A short-term budget deal to keep the government running addresses the water contamination in cities like Flint, Mich., as well as funding for school vouchers in the District of Columbia, but does not otherwise contain significant changes for education.
The continuing resolution introduced in Congress on Tuesday will expire on April 28 next year. It is esentially a stop-gap designed to allow the House and Senate to hash out a long-term budget deal after President-elect Donald Trump takes office in January.
The short-term budget will therefore leave education funding advocates and others waiting for several more months to see the new direction that Trump and a Republican-controlled Congress will take spending for disadvantaged students, a new block grant created under the Every Student Succeeds Act intended to fund a diverse set of programs, and more.
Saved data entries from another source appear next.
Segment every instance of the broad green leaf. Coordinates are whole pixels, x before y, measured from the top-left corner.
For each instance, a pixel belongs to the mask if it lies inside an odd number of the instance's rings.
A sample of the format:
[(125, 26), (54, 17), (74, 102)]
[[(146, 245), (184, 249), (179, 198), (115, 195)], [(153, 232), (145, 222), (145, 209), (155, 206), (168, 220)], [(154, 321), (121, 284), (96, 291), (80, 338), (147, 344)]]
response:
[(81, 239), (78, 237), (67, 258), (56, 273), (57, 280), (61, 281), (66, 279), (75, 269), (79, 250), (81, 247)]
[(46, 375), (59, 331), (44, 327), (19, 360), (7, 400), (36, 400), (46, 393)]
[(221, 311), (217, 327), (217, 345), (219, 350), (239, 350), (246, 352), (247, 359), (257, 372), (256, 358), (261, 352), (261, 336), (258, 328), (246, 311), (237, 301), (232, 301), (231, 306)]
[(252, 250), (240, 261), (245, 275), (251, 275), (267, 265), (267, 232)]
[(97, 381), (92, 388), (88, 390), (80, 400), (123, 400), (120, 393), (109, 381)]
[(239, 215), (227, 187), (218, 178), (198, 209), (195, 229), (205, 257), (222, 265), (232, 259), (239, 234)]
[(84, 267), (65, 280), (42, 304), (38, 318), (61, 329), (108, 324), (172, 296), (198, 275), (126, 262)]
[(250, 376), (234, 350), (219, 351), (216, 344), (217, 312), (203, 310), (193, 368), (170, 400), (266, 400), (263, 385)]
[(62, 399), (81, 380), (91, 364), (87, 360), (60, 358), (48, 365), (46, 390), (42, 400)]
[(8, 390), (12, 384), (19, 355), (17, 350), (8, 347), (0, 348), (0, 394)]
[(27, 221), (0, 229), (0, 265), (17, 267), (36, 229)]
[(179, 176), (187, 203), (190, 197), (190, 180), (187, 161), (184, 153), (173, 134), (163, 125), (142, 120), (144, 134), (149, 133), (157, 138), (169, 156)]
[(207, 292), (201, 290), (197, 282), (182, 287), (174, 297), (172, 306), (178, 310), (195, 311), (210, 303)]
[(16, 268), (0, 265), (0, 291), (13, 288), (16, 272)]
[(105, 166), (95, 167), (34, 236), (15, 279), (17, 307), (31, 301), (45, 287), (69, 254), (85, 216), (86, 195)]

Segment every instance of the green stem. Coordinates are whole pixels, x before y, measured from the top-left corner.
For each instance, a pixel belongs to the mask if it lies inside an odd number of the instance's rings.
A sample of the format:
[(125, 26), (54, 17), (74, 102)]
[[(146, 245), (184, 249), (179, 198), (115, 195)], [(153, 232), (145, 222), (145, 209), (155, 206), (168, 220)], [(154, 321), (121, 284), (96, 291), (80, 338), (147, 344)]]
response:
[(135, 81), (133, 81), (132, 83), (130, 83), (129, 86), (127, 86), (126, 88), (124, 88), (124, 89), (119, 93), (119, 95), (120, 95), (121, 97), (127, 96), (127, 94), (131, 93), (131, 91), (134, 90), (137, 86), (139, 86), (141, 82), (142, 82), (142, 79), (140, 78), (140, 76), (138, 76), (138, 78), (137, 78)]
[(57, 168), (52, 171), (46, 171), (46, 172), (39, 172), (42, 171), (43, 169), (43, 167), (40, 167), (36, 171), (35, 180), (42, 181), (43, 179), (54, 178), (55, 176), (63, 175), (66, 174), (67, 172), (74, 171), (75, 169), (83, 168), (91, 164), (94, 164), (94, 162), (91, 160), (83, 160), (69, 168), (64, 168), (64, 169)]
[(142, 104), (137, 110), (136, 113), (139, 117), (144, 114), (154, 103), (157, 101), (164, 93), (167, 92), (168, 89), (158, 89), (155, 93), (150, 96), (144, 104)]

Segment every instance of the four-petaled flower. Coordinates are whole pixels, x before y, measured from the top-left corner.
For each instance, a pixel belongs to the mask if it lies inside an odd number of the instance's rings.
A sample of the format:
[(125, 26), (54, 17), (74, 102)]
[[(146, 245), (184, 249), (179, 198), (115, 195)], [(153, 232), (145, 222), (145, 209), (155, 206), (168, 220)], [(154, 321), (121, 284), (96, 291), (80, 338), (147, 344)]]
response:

Included in the budget resolution is $170 million for cities suffering water treatment issues like Flint, where last year it was discovered that several hundred children had high levels of lead in their blood, a condition linked to a variety of health problems such as delays in development. However, the Hill newspaper also reported Tuesday that the separate water resources bill that would authorize this funding could be at risk.
Also included in the resolution is a requirement that unspent funds for D.C. vouchers provided the Scholarships for Opportunity and Results (SOAR) Act be made available. The resolution states that at least 95 percent of these unspent funds to provide additional scholarships for students, while administrative expenses for the vouchers can use up no more than 5 percent.